2. To successfully defend the Democratic Party and its allied institutions against the very powerful conservative offensive that will come after the election, advocates of all major perspectives must proudly and explicitly assert that there are basic values and core areas of agreement unite them with all other Democrats and that they are prepared to present a solid and united front against the external threat posed by Republican extremism.

This can be asserted — to the mainstream media and the country as a whole — as follows:

Disagreements among Democrats are arguments within a coalition and a community. We are all powerfully united by our profound opposition and deep sense of outrage at the socially irresponsible and politically extremist agenda that has been adopted by the Republican Party and we proudly stand together against it. We are united by our deep and profound belief that — As James Carville so eloquently expressed it in 1996 — “We’re right, you’re wrong”.

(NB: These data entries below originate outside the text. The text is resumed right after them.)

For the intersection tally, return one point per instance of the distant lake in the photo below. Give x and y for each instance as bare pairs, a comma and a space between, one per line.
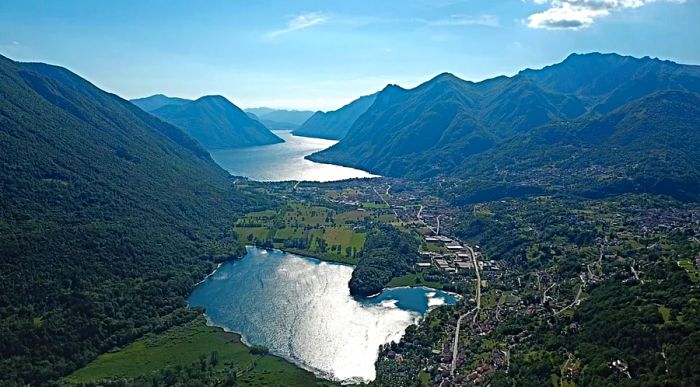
285, 161
301, 309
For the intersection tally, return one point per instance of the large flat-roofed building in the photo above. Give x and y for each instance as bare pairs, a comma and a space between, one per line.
442, 263
465, 265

Do not mistake our diversity for disunity. Do not mistake our debates for division. Whatever our internal disagreements, they pale beside our common rejection of the extremist world-view that has permeated the Republican Party. We Democrats have a wide range of views within our coalition, but we stand together as one united political party in our dreams for a better future and our readiness to join together as one to confront and withstand conservative attack.

This should be a common ground for all Democrats. Dems from all sectors of the party and points of view should consistently express it, particularly when dealing with the mainstream media. Dems cannot stop the mainstream media from pushing the Dems in disarray” narrative but they can all energetically and forcefully push back against it at every opportunity.